Weinlese 2022 - ein intensives Jahr

Alle Jahre wieder - was für das berühmte Weihnachtslied von Wilhelm Hey von 1837 gilt, lässt sich auch gut für den Winzer auf die Weinlese übertragen. Wir wollen nun kurz zurückblicken auf eine intensive Weinlese 2022, die letzte Woche zuende ging.
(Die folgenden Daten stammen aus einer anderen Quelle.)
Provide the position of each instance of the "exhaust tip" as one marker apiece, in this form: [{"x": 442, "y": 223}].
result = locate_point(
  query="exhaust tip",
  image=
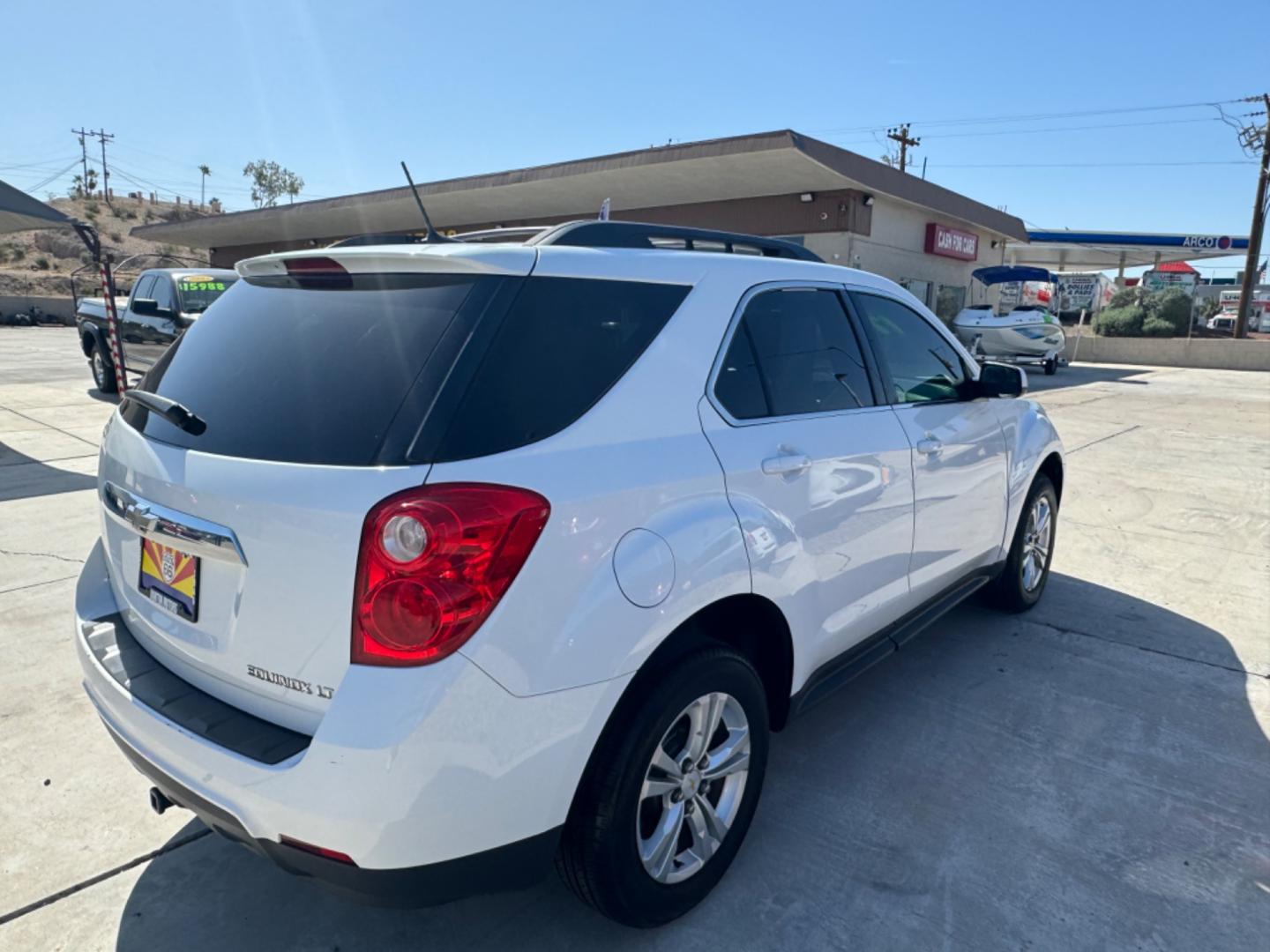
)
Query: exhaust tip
[{"x": 159, "y": 801}]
Ein trockenes Jahr, eine nasse Ernte

Die Weinlese in einem Wort: "Herausfordernd". Das hörte man oft, wenn man dieser Tage Ralf danach fragt, wie die Weinjahr denn so verlief. Tatsächlich begann auch 2022 sehr warm: So war bereist im Mai die gesamte Entwicklung der Reben durch die sommerliche Witterung schon sehr weit fortgeschritten und lag etwa 8 Tage vor der langjährigen Norm. Was schon im Mai fehlte, zog sich durch den gesamten Vegetationsverlauf: Regen und das benötigte Wasser für unsere Weinreben. Wir erlebten damit abermals ein frühes Jahr, da die Entwicklung nur 2 bis 3 Tage hinter der des extrem frühen Jahres 2020 lag. Das Wachstum verlief so, dass wir die Laubarbeiten recht gut bewältigen konnten und kein großer Stress aufkam. Der Grund dafür lag natürlich in der Trockenheit. "Weinrebe und Trockenheit sorgen für Work-Life-Balance unter Winzern" könnte man titeln.

 

Doch die Trockenheit im August sorgte dann schon für ein wenig Sorgen gerade bei den jüngeren Weinbergen. Deren Wurzeln greifen noch nicht so tief ins Erdreich wie das der älteren Rebenkollegen, wodurch sie schneller unter Trockenstress geraten. Daher sahen wir auch in Flonheim zahlreiche Tanklastzüge in Richtung Weinberge ziehen, um die Weinreben mit Wasser zu versorgen. Wir selbst kamen erstaunlicherweise ohne Bewässerung aus. Alles sah danach aus, als würden wir im August bereits mit der Weinlese beginnen müssen.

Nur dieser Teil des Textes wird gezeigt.